Furthermore, Dooyeweerd distinguishes between enkaptic interlacements and part-whole relationships in order to explain how individuality structures cohere amidst their differences (Chaplin, 2011). We have added a third relationship, namely juxtapositional relationships.
An enkaptic interlacement pre-supposes that the structures of things and events, or those of societal relationships functioning in it, have an independent internal leading function and an internal structural principle of their own. (Dooyeweerd, 1953, Vol. III, 637).

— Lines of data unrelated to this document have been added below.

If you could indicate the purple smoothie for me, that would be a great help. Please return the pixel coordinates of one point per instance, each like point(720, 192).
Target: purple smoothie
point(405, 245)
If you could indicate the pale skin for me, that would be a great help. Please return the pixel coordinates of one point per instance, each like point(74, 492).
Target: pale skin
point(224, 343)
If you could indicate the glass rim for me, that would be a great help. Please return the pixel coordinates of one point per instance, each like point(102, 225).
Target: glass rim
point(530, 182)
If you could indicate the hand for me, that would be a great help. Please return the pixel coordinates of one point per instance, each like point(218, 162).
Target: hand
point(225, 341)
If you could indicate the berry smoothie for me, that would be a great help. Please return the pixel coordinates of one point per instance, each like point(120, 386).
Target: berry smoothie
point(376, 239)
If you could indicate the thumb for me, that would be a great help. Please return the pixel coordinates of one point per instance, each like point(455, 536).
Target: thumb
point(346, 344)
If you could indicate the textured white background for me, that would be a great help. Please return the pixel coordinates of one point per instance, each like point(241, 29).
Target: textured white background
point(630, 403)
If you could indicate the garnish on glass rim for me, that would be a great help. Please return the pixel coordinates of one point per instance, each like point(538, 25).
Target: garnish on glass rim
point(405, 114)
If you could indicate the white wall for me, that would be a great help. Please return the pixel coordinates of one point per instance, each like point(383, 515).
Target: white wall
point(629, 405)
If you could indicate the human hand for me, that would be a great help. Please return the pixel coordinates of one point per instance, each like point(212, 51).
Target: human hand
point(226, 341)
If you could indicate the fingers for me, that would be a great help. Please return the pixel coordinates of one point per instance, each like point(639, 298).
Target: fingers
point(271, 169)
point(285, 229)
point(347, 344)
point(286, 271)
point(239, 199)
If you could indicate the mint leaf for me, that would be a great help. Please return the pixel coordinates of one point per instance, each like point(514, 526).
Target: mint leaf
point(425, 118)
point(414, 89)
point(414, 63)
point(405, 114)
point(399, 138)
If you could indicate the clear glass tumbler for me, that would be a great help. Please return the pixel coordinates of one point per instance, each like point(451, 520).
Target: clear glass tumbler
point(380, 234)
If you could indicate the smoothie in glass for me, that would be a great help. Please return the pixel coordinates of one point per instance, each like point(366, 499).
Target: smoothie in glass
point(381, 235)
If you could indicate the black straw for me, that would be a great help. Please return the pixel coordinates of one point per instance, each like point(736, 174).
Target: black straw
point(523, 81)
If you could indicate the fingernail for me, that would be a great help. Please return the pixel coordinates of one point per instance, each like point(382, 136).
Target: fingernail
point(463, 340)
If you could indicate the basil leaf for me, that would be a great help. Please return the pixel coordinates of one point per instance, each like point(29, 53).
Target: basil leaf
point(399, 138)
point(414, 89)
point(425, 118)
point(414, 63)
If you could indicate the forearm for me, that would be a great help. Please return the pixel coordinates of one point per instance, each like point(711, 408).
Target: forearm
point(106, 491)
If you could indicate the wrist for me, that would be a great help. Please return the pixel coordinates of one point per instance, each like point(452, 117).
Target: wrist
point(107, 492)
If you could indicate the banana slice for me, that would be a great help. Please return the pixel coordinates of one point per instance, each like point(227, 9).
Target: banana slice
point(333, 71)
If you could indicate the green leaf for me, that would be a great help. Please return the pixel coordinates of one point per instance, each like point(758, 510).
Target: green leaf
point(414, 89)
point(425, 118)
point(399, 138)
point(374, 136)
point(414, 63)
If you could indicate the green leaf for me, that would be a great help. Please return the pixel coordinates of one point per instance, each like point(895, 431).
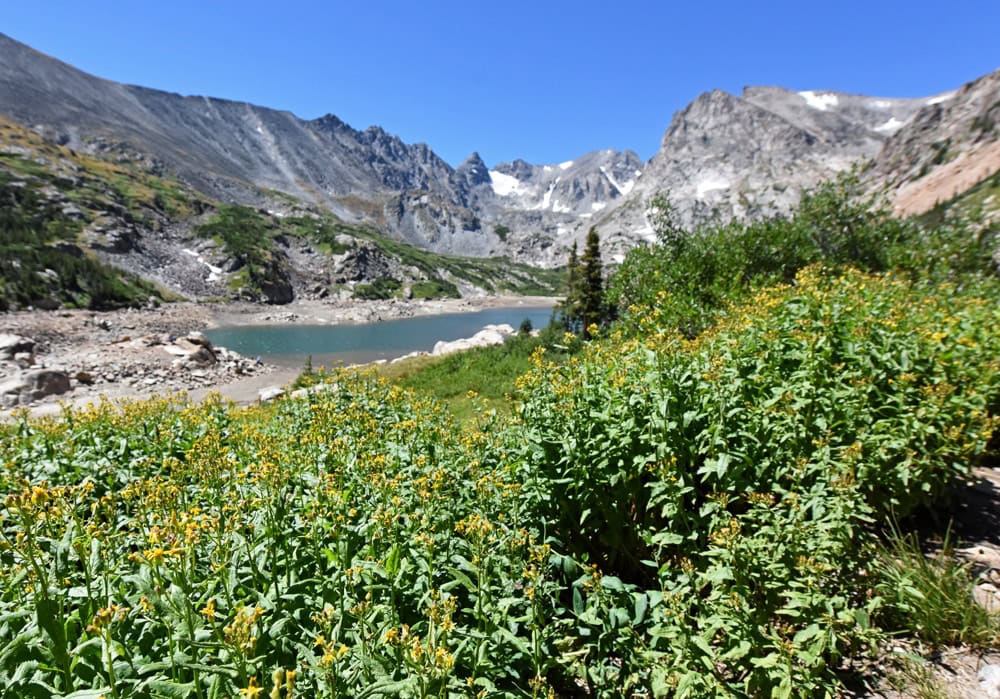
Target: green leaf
point(172, 690)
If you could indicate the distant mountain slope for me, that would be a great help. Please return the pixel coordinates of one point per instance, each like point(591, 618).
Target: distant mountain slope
point(725, 156)
point(230, 150)
point(722, 156)
point(949, 146)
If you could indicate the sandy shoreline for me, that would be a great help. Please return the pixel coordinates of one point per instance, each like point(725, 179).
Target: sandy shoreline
point(328, 312)
point(124, 354)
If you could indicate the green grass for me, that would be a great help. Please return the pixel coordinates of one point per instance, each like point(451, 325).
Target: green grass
point(384, 288)
point(930, 596)
point(477, 379)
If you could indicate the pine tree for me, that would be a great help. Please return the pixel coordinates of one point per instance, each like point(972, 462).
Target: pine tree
point(591, 285)
point(570, 306)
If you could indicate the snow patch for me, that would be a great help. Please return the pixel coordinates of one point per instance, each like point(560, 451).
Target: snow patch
point(623, 189)
point(214, 273)
point(547, 198)
point(710, 183)
point(941, 98)
point(819, 101)
point(891, 126)
point(504, 185)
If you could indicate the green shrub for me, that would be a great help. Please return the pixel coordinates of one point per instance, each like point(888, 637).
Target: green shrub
point(734, 475)
point(435, 289)
point(930, 597)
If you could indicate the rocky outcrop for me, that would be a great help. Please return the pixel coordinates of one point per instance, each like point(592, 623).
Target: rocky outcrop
point(726, 156)
point(13, 345)
point(489, 335)
point(31, 386)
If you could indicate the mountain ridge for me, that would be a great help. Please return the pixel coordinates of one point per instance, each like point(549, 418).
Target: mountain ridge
point(722, 156)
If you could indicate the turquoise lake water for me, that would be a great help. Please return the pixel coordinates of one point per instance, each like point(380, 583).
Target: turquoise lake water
point(334, 345)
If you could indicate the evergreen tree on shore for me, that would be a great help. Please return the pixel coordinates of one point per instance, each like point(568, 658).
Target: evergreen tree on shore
point(592, 309)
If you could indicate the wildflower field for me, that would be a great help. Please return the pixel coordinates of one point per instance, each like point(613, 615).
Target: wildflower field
point(660, 517)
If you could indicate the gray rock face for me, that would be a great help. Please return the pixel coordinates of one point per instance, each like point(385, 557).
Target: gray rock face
point(946, 126)
point(722, 156)
point(11, 345)
point(726, 157)
point(33, 385)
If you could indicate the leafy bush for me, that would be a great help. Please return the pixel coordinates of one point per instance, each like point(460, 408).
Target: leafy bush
point(663, 517)
point(692, 275)
point(729, 479)
point(435, 289)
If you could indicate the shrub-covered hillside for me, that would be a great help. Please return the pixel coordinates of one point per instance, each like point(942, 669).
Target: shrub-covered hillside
point(668, 513)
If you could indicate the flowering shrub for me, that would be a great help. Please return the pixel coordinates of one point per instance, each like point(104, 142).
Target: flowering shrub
point(664, 517)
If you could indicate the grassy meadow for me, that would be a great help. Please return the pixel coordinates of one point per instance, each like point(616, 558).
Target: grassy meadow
point(698, 503)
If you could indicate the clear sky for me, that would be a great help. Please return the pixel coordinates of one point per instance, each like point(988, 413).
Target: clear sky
point(542, 80)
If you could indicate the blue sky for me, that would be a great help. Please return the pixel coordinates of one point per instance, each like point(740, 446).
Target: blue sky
point(542, 81)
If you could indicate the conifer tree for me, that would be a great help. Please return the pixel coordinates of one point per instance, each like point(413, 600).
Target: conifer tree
point(591, 285)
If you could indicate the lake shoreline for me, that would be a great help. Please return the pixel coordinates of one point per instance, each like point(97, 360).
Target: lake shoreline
point(353, 312)
point(124, 353)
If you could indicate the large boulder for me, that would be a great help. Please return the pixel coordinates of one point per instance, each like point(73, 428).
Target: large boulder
point(194, 349)
point(489, 335)
point(32, 386)
point(11, 345)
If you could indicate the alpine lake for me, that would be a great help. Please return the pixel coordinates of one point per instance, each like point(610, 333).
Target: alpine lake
point(291, 345)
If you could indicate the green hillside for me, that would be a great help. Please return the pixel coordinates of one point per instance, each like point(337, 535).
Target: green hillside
point(699, 502)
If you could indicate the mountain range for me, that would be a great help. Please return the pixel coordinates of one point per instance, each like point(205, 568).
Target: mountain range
point(722, 156)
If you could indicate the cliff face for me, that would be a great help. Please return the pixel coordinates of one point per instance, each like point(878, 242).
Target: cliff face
point(722, 156)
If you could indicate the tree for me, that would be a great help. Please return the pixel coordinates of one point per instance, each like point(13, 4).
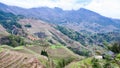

A part-whole relationship can be defined as follows: “In all those things whose structure is not that of a homogeneous aggregate, a part is essentially qualified by the structure of the whole. In this case the structure of a whole can never be construed by means of its parts, because the parts, as such, are entirely dependent on the whole. The question what is a part of a non-homogeneous whole cannot be decided by a functional mathematical-physical analysis, but only by an inquiry into the internal individuality-structure of this whole. This fact has always been lost sight of on the functionalist standpoint.” (Dooyeweerd 1953, Vol III p. 638-639). We call a constellation a juxtapositional relationship when two wholes function independent of each other and cooperate on a temporary, non-necessary basis. Two wholes can be taken apart without disrupting or intervening their respective qualifying functions.


If we apply this rather abstract theory to the complex case of Uber, our initial findings are that firstly Uber has a part-whole relationship with the information technology infrastructure: without digital technologies, Uber loses its meaning and will not function according to its leading function, namely to connect drivers to passengers. Secondly, Uber has an enkaptic interlacement with the credit card company that takes care of the automatic payments, since Uber can exist independent of the credit card company system (it can handle payments in different ways, even in cash, as it does in some countries where credit cards are a rarity) and the credit card payment system does not depend on Uber for its existence. Thirdly, Uber has a juxtapositional relationship with regular taxi companies and legal authorities (although there are cases where legal authorities have entered in an enkaptic interlacement with Uber, such as in the Philippines). In this paper we will further explore how the theory of enkapsis can explain a multiplicity of complex relationships and furthermore, how these relationships relate to different responses to Uber in different countries, cultural settings and legal systems.


Adhikari, S. (2015) (16 February 2015). Taxi industry slams uber's 20,000 jobs stunt. Technology Spectator.

Chaplin, J. (2011) Herman Dooyeweerd. Christian Philosopher of State and Civil Society. University of Notre Dame, Notre Dame.

Dooyeweerd, H. (1953) A New Critique of Theoretical Thought, Vol III. Presbyterian & Reformed Publishing Co, Phillipsburg, NJ.

Suster, M. (22 November 2014). In defense of Uber: An objective opinion. Retrieved from

Weisse, E., & Guynn, J. (2014) (19 November 2014). Uber tracking raises privacy concerns. USA Today.